In a “normal” market, or at least when owners have the expectation of one, the price of a 5-year-old ship should theoretically be about 75-80% of the price of the newbuilding, reflecting that merchant ships have a 20-25 year economic life and depreciate accordingly, other things being equal. The Graph of the Week shows the 5 year old to newbuild price ratio for a Capesize bulkcarrier, a VLCC tanker and a 2750 TEU containership for the last 10 years.

Bulk Better, Box Bottom

Well, today’s VLCC price ratio is right on the 75% mark, having dropped as low as 58% in late 2011. What does that tell us about expectations? Crude oil trade is a mature business with 1% growth expected in 2014, but VLCC fleet expansion is projected to be sub-2% this year, so that’s a better balance than for a while. On the dry side the Capesize price ratio (which once hit 160% as owners sought to get their hands on tonnage at the height of the boom) is flourishing at 90%. That might be a good representation of expectations, with sentiment seemingly fairly positive, Capesize fleet growth expected to slow to 4% in 2014 and iron ore trade expansion projected to motor on at 10% this year.
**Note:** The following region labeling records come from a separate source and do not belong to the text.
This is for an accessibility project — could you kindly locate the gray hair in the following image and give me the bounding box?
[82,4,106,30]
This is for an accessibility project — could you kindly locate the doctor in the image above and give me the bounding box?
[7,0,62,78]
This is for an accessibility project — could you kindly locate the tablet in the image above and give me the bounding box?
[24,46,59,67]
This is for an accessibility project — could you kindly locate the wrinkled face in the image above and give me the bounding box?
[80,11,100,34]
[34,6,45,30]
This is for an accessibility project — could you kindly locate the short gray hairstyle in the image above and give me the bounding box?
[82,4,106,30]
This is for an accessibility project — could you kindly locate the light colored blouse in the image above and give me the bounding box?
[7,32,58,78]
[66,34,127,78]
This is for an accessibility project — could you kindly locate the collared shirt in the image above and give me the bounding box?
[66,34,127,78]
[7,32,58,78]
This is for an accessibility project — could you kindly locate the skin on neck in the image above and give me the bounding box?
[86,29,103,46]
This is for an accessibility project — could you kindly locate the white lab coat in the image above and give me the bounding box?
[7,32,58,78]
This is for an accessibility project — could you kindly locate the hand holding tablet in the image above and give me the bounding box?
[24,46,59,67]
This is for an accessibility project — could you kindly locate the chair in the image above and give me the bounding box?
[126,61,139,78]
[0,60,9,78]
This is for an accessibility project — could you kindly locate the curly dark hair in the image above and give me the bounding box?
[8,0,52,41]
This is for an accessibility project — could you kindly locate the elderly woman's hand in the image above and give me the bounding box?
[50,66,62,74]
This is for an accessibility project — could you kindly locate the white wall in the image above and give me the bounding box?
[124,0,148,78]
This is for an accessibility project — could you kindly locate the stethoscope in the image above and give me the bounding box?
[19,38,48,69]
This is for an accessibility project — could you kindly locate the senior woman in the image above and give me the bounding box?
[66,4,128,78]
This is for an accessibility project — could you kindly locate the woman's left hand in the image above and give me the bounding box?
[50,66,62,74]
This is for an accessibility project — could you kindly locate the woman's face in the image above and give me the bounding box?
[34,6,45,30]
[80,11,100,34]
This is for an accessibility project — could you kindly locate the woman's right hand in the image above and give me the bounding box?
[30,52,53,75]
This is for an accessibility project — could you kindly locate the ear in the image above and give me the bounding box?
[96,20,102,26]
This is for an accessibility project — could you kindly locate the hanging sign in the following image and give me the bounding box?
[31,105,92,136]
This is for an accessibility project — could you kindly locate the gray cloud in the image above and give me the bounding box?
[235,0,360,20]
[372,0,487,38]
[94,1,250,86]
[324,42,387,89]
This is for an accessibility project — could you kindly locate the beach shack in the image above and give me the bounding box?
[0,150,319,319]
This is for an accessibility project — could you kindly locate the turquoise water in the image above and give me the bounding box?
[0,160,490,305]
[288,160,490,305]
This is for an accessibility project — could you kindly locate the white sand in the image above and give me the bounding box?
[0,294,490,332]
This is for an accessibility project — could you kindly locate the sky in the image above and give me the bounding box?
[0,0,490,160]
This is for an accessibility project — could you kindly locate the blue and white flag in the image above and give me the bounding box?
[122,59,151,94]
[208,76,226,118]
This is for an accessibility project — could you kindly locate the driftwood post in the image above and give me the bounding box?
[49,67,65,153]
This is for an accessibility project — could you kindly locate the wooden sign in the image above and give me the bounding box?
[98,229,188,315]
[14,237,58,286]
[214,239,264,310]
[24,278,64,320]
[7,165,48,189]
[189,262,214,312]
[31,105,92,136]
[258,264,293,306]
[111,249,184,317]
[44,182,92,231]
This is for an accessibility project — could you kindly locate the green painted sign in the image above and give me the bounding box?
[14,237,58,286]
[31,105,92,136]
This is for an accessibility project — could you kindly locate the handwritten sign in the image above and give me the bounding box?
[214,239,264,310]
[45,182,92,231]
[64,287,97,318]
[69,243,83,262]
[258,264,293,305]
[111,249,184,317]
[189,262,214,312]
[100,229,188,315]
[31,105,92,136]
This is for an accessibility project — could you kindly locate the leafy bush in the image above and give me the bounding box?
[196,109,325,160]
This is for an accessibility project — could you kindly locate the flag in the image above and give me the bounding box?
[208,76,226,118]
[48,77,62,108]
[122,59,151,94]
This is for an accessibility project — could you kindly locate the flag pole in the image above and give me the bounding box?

The ratio for the 2750 TEU containership is much lower, standing at 51%, almost as low as the 44% seen in 2009 (though it’s higher in some of the larger boxship sizes). Given the size of the surplus generated by the 9% downturn in trade in 2009, the box sector remains a bit further behind the curve than the bulk sectors. And here the difference in potential fuel efficiency between new designs and older ships is starker, pressuring the secondhand asset price further.

Downturn Downtime

So the ratios today seem fairly well aligned with market perceptions. But how have they fared since the onset of the downturn? Since September 2008, the Capesize ratio has spent just 33% of the time below the 75% line. The VLCC ratio has spent 65% of the time below 75% but only 29% of the time below 65%. So, in those sectors the impact on asset pricing could have been worse.

Was It So Bad?

The downturns in the 1970s and 1980s were far harsher on asset prices. In the late 1970s the ratio for both a Panamax bulker and for an Aframax tanker dipped as low as 40%. Interest rates were much higher, and the banks were much quicker to foreclose on “distressed” assets. This time, despite the slump in 2008, the price ratios haven’t suffered so dramatically (in the bulk markets at least) and investor appetite remains. However, part of that is a reflection of today’s expectations and time will tell how well investors have forecast future market developments. Have a nice day.